The 17-year-old took the top spot in the 500 metre, 777 metre, and 1,500 metre short track speedskating events in the 2004-2008 female division this week at the games held in Wood Buffalo, Alta.
She said it has been an “empowering” experience that celebrates the support, love and encouragement she has been given.
“It feels amazing to be able to represent my beautiful home this way,” she said. “For me to win a gold it’s in a way giving back to my home … to make my family and friends and community proud.”
The speedskating community in Iqaluit is tight-knit, Williamson Bathory said. Many of the athletes have grown up together and spend lots of time with each other, including travelling south for competitions.

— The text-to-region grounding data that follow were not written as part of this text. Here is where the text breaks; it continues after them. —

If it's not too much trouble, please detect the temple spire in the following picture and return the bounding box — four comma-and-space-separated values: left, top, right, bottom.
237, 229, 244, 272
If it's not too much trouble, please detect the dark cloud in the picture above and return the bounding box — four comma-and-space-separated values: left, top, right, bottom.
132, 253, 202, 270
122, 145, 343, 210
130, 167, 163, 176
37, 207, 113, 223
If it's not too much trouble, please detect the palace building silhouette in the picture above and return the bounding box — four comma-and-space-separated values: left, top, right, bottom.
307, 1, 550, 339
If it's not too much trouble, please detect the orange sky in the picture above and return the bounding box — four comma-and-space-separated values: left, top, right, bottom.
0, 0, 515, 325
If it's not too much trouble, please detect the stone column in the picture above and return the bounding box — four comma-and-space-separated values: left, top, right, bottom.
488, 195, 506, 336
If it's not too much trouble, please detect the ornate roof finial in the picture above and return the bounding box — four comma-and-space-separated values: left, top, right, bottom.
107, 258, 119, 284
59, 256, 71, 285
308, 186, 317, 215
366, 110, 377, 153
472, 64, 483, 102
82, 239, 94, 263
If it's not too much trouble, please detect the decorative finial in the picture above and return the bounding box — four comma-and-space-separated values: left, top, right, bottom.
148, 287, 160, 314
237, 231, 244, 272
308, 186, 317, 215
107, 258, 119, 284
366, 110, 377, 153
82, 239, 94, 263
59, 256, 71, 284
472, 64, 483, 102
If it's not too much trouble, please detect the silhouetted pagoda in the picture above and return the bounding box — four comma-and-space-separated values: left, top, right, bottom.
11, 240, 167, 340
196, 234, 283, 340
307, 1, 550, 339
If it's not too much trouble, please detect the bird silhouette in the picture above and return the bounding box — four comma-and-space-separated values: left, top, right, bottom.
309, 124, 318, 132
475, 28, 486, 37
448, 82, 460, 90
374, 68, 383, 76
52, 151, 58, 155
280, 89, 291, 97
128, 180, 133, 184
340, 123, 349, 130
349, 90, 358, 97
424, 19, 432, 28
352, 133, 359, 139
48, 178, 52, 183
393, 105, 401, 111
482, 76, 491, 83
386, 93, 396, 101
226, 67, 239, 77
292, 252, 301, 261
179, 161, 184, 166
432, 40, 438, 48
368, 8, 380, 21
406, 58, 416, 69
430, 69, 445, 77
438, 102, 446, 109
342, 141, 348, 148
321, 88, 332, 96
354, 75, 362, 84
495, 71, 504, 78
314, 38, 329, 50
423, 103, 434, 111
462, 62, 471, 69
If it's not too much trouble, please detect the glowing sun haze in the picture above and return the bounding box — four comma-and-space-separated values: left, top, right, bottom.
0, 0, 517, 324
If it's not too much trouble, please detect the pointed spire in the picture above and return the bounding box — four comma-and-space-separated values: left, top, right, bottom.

“Every single competition we go down to we always come back with no voices because of cheering so much,” she said. “It creates such a positive environment.”
Williamson Bathory said she’s been speedskating for 11 years and remembers her first few practices when her coach would have to fix her helmet because she wasn’t wearing it right.
Now she has competed at two Arctic Winter Games and will be headed to her second Canada Winter Games. She also won gold in 2022 at both the Atlantic Cup in P.E.I., and the Nunavut Territorials.
“It’s fast-moving, it’s exciting, it’s scary, it’s all of the emotions and it just really gets your blood pumping,” she said of why she loves the sport. “When you’re cheering too everybody’s all riled up because of how exciting it is.”
Williamson Bathory said her personal hero is Wren Acorn, a speedskater from Yellowknife, who she also calls her friend. Acorn was one of 10 Canadians who competed at the Winter World University Games in Lake Placid, N.Y., last month.
“I think for me why she inspires me so much is because she comes from the North,” Williamson Bathory said.
“We need more representation from the North, especially for Indigenous children in the North, being so isolated at times from the rest of Canada. People need that inspiration to see that they are capable of being as strong as she is and making it as far as she has come and still pushing through.”
Williamson-Bathory said she’s looking forward to sharing her own accomplishments with the kids she coaches.
Next, she hopes to set the female speedskating record for Nunavut at the 2023 Canada Winter Games set to begin in P.E.I. later this month.
When she’s not speedskating, Williamson-Bathory enjoys going out on the land with her family to their cabin.
“That’s a number one part of life that I enjoy a lot,” she said.
She’s also proud that she can speak her mother tongues of Greenlandic and Inuktitut.